MILWAUKEE- Two local voices are sharing their opinion on a federal proposal that would increase the nation's -- and Wisconsin's minimum wage.

Jennifer Epps-Addison, the Economic Justice Program Director of Citizen Action of Wisconsin, is supporting Rep. George Miller's (D-Calif.) Fair Minimum Wage Act, H.R. 6211, which would increase the minimum wage by 85 cents a year for the next three years.

Right now, Wisconsin's minimum wage of $7.25 matches the federal minimum wage.  That proposal would increase minimum wage in Wisconsin over three years from $7.25 to just under $10 an hour.

"People can't support a family on $7.25 an hour," said Epps-Addison to Newsradio 620 WTMJ's "Wisconsin's Afternoon News with John Mercure."

Statistically speaking she is correct, as those working minimum wage jobs at $7.25 an hour full-time earn around $15,080 a year -- which is about $8,000 below the poverty guideline for a family of four.

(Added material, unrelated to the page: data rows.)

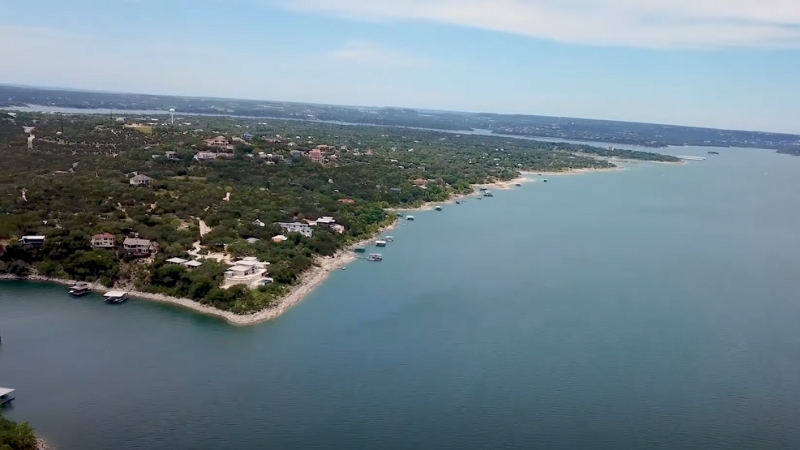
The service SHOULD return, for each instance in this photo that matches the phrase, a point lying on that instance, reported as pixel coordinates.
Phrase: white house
(139, 247)
(36, 241)
(141, 180)
(248, 271)
(297, 227)
(205, 156)
(104, 240)
(326, 221)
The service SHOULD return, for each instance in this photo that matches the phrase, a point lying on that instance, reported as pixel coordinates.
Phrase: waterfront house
(315, 155)
(218, 142)
(326, 221)
(205, 156)
(141, 180)
(248, 271)
(139, 247)
(297, 227)
(104, 240)
(192, 264)
(33, 241)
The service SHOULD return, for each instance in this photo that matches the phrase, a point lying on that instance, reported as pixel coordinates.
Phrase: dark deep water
(655, 307)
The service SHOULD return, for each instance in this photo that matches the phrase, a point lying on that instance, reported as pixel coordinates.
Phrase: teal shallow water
(654, 307)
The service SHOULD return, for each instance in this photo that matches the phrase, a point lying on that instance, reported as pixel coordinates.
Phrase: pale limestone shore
(429, 206)
(309, 281)
(315, 276)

Opponents of Epps-Addison, including Brett Healy -- president of MacIver Institute -- believe that minimum wage jobs were never meant to support a family.

"It's a stop gap measure or a foot in the door.  Minimum wage jobs were never designed to support families for the long term," argued Healy to "Wisconsin's Afternoon News with John Mercure."

Epps-Addison believes that since 76 percent of workers earning minimum wage are over 20, adults earning minimum wage need an increase to improve their standard of living.

While that may raise the standard of living for those supporting families -- one of the unintended consequences of raising the minimum wage, according to the MacIver Institute, is that teens in Wisconsin are negatively affected.

Healy said raising minimum wage pay hurts those it's intended to help -- entry-level workers.

Meanwhile, Sen. Tom Harkin (D-Iowa) proposed a Senate bill to raise the federal minimum wage as well.

The minimum wage rate in Wisconsin hasn't changed since July, 2009.